If you don't understand gain structure, you may be undermining your recordings and mixes without even realising it.
Despite the immense power and flexibility available in modern digital audio worstation software, many people still find that the mixes they craft entirely 'in the box' sound unsatisfying. Why is that? There are obviously many things that can go wrong, and Mike Senior's Mix Mistakes article in SOS September 2011 (/sos/sep11/articles/mix-mistakes.htm) did a better job than I have space for here of exploring many common pitfalls. In this article, I'll focus on one fundamental issue that blights many tracks sent to SOS for help or advice: poor management of levels throughout the signal chain. In other words, poor gain staging.
Why The Problem?
On the face of it, gain staging couldn't be simpler: you ensure that you feed an appropriate level from the first stage of your signal path to the next, and repeat this from the second stage to the third... and so on, all the way from your instruments, mics and preamps to the final stereo mix bus.
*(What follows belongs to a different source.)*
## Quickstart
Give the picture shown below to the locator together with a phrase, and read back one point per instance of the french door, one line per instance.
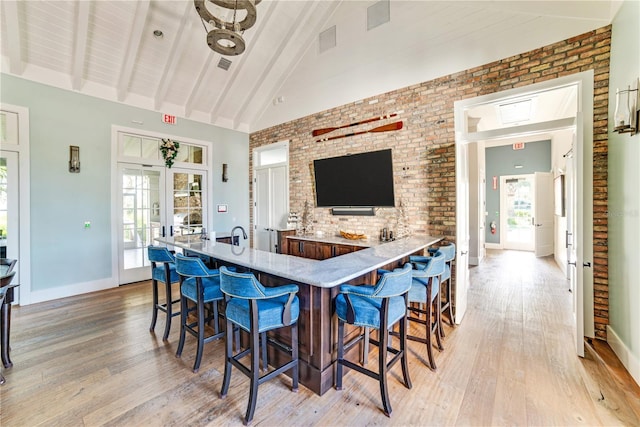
(517, 204)
(154, 202)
By 'appropriate', I mean an ample level, which ensures a healthy signal-to-noise ratio (the difference between the wanted signal and the noise floor), while leaving enough headroom that you needn't worry about whether the signal might be clipping.
I've seen plenty of online discussions in which seasoned engineers are shocked by the ignorance of many would-be engineers about managing signal levels. I'm not surprised: to anyone who learned to mix with analogue consoles and outboard gear, this is all second nature, because the gear effectively forced good practice on you.
Analogue Headroom
Even when an engineer is hitting the maximum level on the meters of professional analogue gear, there's bags of headroom left to accommodate stray high-level peaks, or particularly loud passages: if your signal is measuring 0VU on an analogue meter, then, assuming it's a professional-standard device, where 0VU = +4dBu, there'll be at least 20dB of headroom, and often considerably more; the signal can peak well above 0VU and cause no problems. Even with particularly high peak-to-average ratio sources such as a loud snare drum, the peak may be 'gracefully' clipped by the analogue circuitry — in the digital domain, by contrast, clipping produces anharmonic distortion which sounds very ugly.
Furthermore, at one time, much of the signal processing (EQ and sometimes compression) was built into consoles, and the levels leaving one stage had been designed to 'just work' with the next, from a user point of view; you'd have to try very hard to get unacceptably high levels on the main mix bus. Even where outboard processors were employed, they would be plumbed in and the meters calibrated, so that when you were mixing you didn't need to think about anything but mixing. When cheaper 'project' consoles such as the Mackie 8 Buss came along, there might have been a little less headroom than in the Neves, APIs and SSLs of this world, but the situation was essentially the same.
Different In The DAW
In the modern software-based production environment, though, many people don't completely appreciate what appropriate levels are, or even correctly understand the notions of headroom and dynamic range. This is understandable: after all, at least one generation has now grown up trying to teach themselves mixing using no more than a computer, a piece of software and the vast resource of conflicting, variable-quality advice on the Web.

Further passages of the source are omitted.